The amendment seeks to restrict the deregulation of the Duchy of Lancaster, if I may describe it thus, to the Duchy's property in those areas on which the justification given by the Chancellor of the Duchy is based. Throughout the whole piece he has made it clear that the problem of partnership developers wanting longer leases than 99 years is apparent in the urban areas where the value of the land is extremely high.
The Chancellor has made no suggestion—indeed, no one in his right mind would make such a suggestion—that anyone has said that they will not take an agricultural lease because it runs for less than 150 years or that people refuse to buy a lease for less than 150 years for shooting on the north Yorkshire moors because they cannot raise the money on the market.
The justification for lifting the restrictions is based upon the alleged need to develop further the estate owned by the Duchy around the Savoy in the Strand, and possibly in Harrogate, which I understand is the Duchy's next most substantial land holding in an urban area.
We must get this matter into perspective. So far as I can discover, there are 2·5 acres on the Savoy estate, including the Savoy chapel and the surrounding garden. It is understood that no revenue is derived from them. Presumably the Prime Minister did not pay anything when her son got married at that chapel. One would have thought that that marriage would have occasioned some revenue, but apparently not.
On the assumption that the Duchy does not intend to redevelop the Savoy chapel and its garden, there are probably less than two acres of land on the Savoy estate available for development. Therefore, the whole justification for lifting the statutory restraints on the conduct of the Duchy are based on the possible needs of two acres in central London as against an estate of 36,000 acres of agricultural land. There are 2,800 acres in Northamptonshire and Lincolnshire, 13,000 acres in Staffordshire, Cheshire and Shropshire, 10,900 acres in Lancashire and 9,300 acres in Yorkshire. On top of that there are 15,000 acres of moorland in north Yorkshire and south Wales, most of which is subject to common rights, and some other smaller sections of developed property in Leeds, Leicester, Bradford, Lewes and parts of London other than the Savoy estate.

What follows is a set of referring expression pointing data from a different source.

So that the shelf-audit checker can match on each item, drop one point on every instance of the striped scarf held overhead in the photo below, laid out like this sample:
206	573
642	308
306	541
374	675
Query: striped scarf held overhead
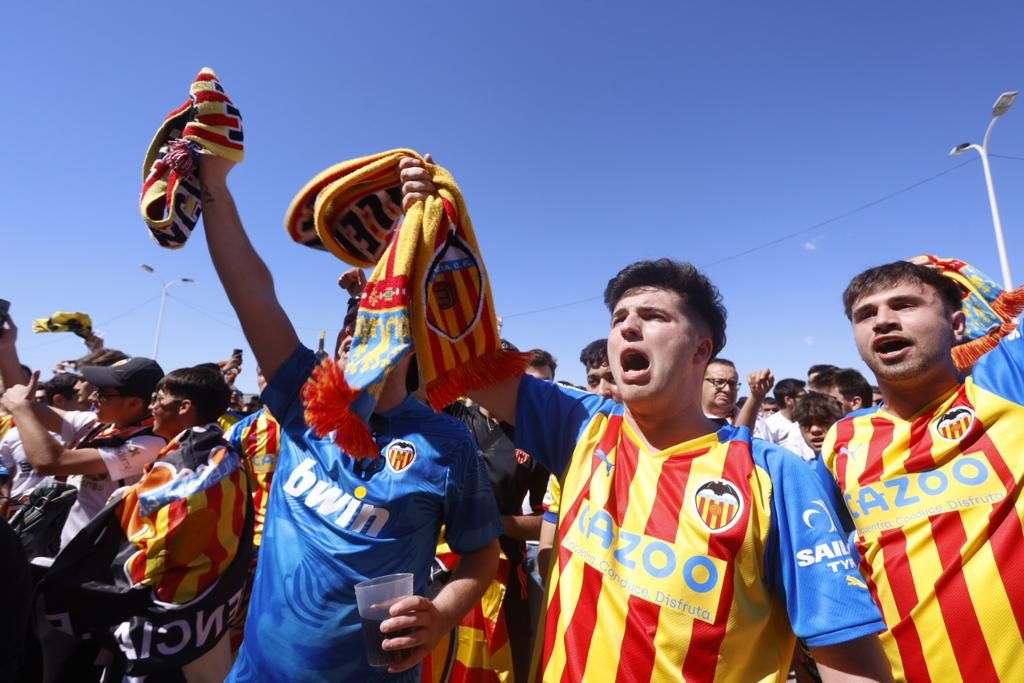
990	311
80	324
207	123
428	292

I believe that it is preposterous for the Chancellor to say that he must lift all the restrictions on all the thousands of acres of land on the basis of a justification that springs from problems arising on less than two acres of land down the other end of the Strand. Such a justification is an absolutely preposterous absurdity.

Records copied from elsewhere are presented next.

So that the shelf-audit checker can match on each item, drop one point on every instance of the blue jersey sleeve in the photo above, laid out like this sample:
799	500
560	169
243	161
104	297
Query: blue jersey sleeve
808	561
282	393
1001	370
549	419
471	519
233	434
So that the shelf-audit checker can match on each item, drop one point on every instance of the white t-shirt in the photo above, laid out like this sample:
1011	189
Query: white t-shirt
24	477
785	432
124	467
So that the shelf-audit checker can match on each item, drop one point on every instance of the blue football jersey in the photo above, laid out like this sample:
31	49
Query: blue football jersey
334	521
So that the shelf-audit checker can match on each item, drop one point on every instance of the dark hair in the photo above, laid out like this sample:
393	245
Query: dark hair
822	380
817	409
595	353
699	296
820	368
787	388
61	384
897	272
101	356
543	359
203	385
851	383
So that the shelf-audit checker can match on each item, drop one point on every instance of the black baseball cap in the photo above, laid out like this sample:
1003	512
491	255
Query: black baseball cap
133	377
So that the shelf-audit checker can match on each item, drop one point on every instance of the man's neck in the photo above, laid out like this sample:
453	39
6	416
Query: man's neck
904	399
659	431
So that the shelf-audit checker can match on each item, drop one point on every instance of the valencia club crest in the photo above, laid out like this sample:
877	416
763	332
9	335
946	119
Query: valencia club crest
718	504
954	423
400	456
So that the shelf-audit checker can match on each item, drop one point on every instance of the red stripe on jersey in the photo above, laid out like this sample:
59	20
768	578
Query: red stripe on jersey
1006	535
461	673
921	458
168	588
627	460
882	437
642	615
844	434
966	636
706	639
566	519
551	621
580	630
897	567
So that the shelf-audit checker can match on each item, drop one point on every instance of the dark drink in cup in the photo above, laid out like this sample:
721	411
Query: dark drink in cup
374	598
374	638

The Chancellor has mentioned absolutely no need, let alone backed it up with argument, for the lifting of the restrictions to apply to the rest of the Duchy's estate anywhere in the country. The problems are specific to the limited urban sites. The proposal in the amendment would limit the lifting of the current restrictions to areas within greater London and the district of Harrogate. That is wholly proper and reasonable. I am happy to concede that if it is reasonable for the Duchy of Cornwall and the Crown Estate to have restrictions lifted in respect of their urban property, it is all right for the Duchy of Lancaster to have restrictions lifted in respect of its urban property. But it is to stand the whole thing on its head to change the law affecting such a large area of land simply because of' the problems of one small area.

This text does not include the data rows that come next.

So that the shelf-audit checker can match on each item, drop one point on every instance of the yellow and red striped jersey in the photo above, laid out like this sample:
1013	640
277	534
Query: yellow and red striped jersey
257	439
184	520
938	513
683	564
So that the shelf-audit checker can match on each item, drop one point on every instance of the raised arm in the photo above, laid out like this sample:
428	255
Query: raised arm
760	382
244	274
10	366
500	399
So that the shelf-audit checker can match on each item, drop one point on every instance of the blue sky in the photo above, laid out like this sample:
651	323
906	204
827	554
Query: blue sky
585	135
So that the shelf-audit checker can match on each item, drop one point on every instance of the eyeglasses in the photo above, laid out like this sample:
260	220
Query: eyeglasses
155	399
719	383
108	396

The Chancellor of the Duchy and I read the history of the estate completely differently. The right hon. and learned Gentleman is a lawyer, and one might have thought that he would believe that the law affected people's behaviour. Apparently he does not. He seems to think that the existence of a body of law over a considerable period has had no effect whatever on the conduct of the Duchy of Lancaster. As a junior Minister, and now as a senior Minister, he has brought Bill after Bill to the House on the basis that if one changes the law, one changes the way in which people do things. Yet he now says, "You can change the law and it will not make a ha'p'orth of difference."
I cannot believe that. Perhaps that is because I am not a lawyer and hold the law in more respect than the right hon. and learned Gentleman, who is so familiar with it. However, his proposition that changing the law does not change the way in which organisations act is preposterous. It is just as preposterous to suggest that we should change the law covering 50,000 acres of land because of the problems that occur on less than two acres. I hope that he will come up with a better justification than hitherto for the sweeping deregulatory changes that he proposes.